Minha experiência com psiquiatras se resume a esse único indivíduo, mas acho que encontrei um que realmente sabe o que está fazendo. Ora, logo de primeira ele já deixou claro que me achava catastrófico e infantil. Também já me chamou de petulante. Acho que é assim que você sabe que o babado é certo: ele está te cobrando uma pequena fortuna por uma hora do tempo dele e nem por isso deixa de dizer umas verdades na sua cara. (Ou talvez eu ter gostado disso signifique alguma coisa que eu ainda não havia identificado sobre a minha personalidade, mas, seja como for, a despesa está valendo.)
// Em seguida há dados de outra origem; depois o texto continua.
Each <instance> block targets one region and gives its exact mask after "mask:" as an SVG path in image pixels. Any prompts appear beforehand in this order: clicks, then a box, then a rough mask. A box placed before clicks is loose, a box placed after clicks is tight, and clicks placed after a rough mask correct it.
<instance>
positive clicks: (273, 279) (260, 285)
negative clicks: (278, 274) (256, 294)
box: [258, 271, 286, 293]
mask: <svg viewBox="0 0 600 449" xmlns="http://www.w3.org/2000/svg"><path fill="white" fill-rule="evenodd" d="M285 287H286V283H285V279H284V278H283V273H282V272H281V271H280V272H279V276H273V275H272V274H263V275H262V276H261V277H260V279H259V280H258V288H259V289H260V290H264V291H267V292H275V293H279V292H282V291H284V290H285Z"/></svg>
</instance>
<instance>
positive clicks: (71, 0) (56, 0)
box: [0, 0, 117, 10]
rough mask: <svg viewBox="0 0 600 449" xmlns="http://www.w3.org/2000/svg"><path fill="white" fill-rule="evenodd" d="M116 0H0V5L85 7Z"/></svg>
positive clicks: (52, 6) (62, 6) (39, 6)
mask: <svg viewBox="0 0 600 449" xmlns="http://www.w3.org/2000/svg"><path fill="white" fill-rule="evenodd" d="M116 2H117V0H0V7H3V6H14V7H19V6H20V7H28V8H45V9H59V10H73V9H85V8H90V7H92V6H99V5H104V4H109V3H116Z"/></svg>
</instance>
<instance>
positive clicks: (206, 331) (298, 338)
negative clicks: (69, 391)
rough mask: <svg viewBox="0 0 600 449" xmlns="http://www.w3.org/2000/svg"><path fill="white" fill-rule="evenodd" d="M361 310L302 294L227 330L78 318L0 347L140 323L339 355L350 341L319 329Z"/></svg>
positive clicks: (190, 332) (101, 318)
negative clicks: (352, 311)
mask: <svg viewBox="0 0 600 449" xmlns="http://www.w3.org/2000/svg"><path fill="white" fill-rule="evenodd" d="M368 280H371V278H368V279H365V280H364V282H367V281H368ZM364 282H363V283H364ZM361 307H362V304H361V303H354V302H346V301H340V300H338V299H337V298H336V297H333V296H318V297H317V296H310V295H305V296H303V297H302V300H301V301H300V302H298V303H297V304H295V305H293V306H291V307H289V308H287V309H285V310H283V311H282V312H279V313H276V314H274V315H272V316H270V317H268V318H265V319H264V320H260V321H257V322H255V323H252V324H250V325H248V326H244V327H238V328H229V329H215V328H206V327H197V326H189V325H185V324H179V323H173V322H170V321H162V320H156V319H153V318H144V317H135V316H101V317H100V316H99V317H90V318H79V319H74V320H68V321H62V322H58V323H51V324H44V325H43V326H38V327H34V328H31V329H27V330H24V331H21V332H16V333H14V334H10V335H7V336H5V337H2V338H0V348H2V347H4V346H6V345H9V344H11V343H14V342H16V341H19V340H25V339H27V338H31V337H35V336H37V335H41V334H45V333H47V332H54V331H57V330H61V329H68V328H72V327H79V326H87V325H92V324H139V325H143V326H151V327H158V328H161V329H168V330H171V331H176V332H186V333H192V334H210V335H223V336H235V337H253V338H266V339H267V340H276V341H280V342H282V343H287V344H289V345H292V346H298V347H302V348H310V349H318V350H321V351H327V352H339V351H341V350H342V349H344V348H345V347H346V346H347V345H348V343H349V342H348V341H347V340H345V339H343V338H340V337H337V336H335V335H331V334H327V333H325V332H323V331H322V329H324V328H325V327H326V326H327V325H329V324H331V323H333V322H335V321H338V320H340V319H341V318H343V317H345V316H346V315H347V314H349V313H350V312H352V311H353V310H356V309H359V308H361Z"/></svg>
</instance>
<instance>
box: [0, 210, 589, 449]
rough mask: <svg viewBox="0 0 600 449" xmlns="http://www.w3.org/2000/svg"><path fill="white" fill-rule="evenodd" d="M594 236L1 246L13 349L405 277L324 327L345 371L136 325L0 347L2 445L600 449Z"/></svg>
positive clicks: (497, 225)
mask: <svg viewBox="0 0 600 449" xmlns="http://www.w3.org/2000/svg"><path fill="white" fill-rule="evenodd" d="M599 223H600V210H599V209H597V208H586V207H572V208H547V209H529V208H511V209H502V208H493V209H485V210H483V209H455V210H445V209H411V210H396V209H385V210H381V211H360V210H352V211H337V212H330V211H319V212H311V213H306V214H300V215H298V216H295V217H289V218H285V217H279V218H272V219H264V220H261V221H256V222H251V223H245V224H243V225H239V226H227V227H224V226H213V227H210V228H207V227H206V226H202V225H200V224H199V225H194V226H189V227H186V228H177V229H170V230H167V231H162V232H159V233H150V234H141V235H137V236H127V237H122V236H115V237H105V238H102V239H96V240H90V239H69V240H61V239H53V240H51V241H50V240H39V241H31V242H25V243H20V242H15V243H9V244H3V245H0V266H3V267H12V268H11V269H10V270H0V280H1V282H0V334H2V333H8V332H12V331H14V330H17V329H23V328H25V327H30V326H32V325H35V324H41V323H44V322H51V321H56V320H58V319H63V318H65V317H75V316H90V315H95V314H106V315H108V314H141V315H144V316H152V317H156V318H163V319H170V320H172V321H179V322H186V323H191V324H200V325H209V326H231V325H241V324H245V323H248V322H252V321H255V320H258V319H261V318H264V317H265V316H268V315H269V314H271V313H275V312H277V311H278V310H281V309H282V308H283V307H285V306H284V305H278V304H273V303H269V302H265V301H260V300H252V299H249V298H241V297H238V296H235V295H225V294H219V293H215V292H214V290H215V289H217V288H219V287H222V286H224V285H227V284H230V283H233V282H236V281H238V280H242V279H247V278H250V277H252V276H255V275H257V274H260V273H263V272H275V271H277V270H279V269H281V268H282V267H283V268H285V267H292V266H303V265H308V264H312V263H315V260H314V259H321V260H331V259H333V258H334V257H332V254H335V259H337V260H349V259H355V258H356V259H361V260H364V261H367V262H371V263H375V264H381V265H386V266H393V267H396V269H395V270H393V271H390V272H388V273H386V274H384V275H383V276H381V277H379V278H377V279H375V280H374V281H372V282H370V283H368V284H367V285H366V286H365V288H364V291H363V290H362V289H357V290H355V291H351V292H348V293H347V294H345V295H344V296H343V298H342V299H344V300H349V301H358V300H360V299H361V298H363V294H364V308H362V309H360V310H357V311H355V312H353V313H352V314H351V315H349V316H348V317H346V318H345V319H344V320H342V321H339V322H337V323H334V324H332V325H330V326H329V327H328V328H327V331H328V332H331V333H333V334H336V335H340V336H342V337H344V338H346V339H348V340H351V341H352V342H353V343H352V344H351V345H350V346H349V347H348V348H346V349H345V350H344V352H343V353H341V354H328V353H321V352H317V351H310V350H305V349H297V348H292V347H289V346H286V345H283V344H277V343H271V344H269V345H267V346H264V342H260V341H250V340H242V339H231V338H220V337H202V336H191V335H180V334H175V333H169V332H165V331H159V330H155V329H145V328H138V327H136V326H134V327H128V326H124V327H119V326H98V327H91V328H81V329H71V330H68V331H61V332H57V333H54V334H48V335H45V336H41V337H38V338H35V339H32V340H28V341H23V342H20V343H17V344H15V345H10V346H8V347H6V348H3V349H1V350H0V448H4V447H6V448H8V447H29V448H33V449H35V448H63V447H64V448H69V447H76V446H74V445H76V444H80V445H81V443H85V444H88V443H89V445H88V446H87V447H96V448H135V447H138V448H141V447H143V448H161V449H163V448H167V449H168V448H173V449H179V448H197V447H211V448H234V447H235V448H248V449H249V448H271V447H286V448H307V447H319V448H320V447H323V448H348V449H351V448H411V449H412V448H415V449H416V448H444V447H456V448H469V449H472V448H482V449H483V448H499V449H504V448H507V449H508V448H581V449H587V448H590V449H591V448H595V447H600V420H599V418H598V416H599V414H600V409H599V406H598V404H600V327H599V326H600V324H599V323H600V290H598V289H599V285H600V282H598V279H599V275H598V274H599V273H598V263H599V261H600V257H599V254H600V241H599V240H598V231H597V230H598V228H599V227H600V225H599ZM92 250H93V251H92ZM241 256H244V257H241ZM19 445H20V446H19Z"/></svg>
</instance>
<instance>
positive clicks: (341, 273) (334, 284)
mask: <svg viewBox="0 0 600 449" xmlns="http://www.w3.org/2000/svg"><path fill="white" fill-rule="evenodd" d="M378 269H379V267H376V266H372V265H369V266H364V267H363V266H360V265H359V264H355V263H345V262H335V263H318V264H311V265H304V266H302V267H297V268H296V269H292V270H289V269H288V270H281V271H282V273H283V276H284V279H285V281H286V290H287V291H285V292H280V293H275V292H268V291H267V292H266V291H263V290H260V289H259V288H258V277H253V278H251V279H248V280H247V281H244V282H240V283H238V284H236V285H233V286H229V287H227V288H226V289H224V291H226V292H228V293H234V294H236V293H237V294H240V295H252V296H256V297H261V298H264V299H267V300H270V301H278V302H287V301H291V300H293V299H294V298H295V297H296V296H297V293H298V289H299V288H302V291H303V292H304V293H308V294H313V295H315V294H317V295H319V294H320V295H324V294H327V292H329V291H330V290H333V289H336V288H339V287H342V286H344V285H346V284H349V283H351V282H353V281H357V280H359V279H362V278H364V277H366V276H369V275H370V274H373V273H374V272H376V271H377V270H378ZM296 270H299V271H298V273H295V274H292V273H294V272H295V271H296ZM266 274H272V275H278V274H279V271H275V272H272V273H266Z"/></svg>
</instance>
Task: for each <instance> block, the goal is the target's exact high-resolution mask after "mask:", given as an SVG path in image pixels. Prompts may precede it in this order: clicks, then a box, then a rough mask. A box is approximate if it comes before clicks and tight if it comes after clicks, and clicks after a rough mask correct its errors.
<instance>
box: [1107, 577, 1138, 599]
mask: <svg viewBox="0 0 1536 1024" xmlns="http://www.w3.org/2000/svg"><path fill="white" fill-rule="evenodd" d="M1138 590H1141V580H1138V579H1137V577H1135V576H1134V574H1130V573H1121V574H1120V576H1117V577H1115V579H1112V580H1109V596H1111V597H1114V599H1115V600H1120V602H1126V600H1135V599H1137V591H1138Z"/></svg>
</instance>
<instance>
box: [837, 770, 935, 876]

Eis que ele me diagnosticou com Transtorno de Ansiedade Generalizada. No shit, Sherlock. O arrá (ahá? a-há? Como se escreve essa interjeição?) veio mesmo no tratamento. Depois de alguns ajustes na medicação, eu tenho me sentido melhor que me senti por muito tempo. Ele também identifica erros de raciocínio que eu cometo nas minhas decisões e ressignifica alguns episódios que relato. O resultado tem sido que minhas relações interpessoais e minha autoestima se transformaram pra além do que eu achava que estava no domínio das possibilidades e continuam progredindo. A seis meses atrás nada disso parecia possível e eu previa uma vida inteira de dor e sofrimento. (Catastrófico, não nego, exagero quando puder.) Várias coisas continuam imperfeitas, claro, mas me incomodam bem menos, e eu lido bem melhor com elas. E agora eu acredito que talvez eu não termine a vida como um ermitão que vive com duas dúzias de gatos e é comido por eles horas depois de um inevitável infarto fulminante, como dizem as escrituras. (Mas essa sempre vai ser uma distinta possibilidade, sejamos realistas.)
Então acho que é isso. Eu não sabia bem onde eu queria chegar quando comecei a escrever esse texto, mas acho que a mensagem é aquela de sempre: tá uma merda, mas tem jeito. Talvez o jeito seja aceitar que você tem uns parafusos soltos na cabeça, e não há nada que se envergonhar disso. É super normal e você continua sendo lindo(a), cheiroso(a), inteligente e tendo uma bundinha gostosa pra cacete. Não deixe a ansiedade e a depressão te privarem de viver como você merece. Procura uma ajuda e vai lá ser gauche na vida, prometo que vale a pena.